John the Englishman was first in to be greeted by two high
ranking officers.
"John, we in the SAS are double-hard bastards", said one.
"In order to join, you too must prove you are a double-hard
bastard", said the other.
"We have organised a test. Through that door is your wife. On
the table beside where she is sitting is a revolver. Go in there
and shoot her", said the first one, not telling him that the gun
only fires blanks!
John the Englishman immediately breaks down sobbing stating
that he cannot do it and so he fails the test.
Mic the Scotsman is next and is given the same instructions
but after 5 mins in the other room he comes back in and declares
his undying love for his wife and so he too fails.
Paddy the Irishman is given the task also. He slowly stands up
and enters the other room. The two officers wait expectantly and
then BANG
BANG BANG BANG BANG BANG. 6 shots fired and then silence. The
silence lasts for a couple of moments and then there is an
unmerciful scuffle. The place gets trashed. After 5 minutes the
door opens and out walks Paddy, clothes torn to shreds, blood
everywhere.
"Jaysus but that f****in gun was useless. I had to beat the bitch
to death with the chair!"

[deleted account]

Three men are sitting in the maternity ward. One is an Englishman, one a Welshman and the other a Jamaican. Suddenly the doctor comes and says,

"Gentlemen, your wives have all had little boys! However in the confusion we may have mixed the babies up. Could you come to the nursery to help us identify them?"

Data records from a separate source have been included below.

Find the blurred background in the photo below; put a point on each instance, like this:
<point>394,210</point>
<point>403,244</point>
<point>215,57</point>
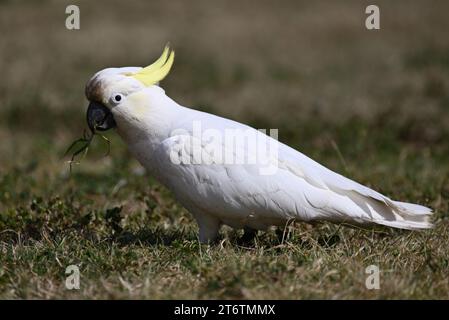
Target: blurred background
<point>373,105</point>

The Welshman ran to the nursery, picked up a dark-skinned baby with dreadlocks and said,

"This boy is mine."

The surprised doctor said, "But this child looks Jamaican."

"True," said the Welshman "but there is a fifty fifty chance that one of the others is English, and I'm not taking the risk."

[deleted account]

Richard and Patrick were coming out of a pub in Wales one evening when Richard spotted a Sheep with its head stuck in the railings.

"Look at that Paddy, we cant miss a chance like that" says Richard

So Richard walks up behind the sheep, drops his trousers and does this business.

Richard then says "Okay Paddy its your turn next"

So Paddy drops his trousers and stuck his head in the railings......

[deleted account]

How can you spot a blindman in a nudist camp?

It ain't hard


Did you hear about the blind man who bled to death trying to read a cheese grater?

[deleted account]

How do you know ET is a scouser?



He looks like one





What do you call a scouser in a suit?



The accused





Why does the Mersey run through Liverpool?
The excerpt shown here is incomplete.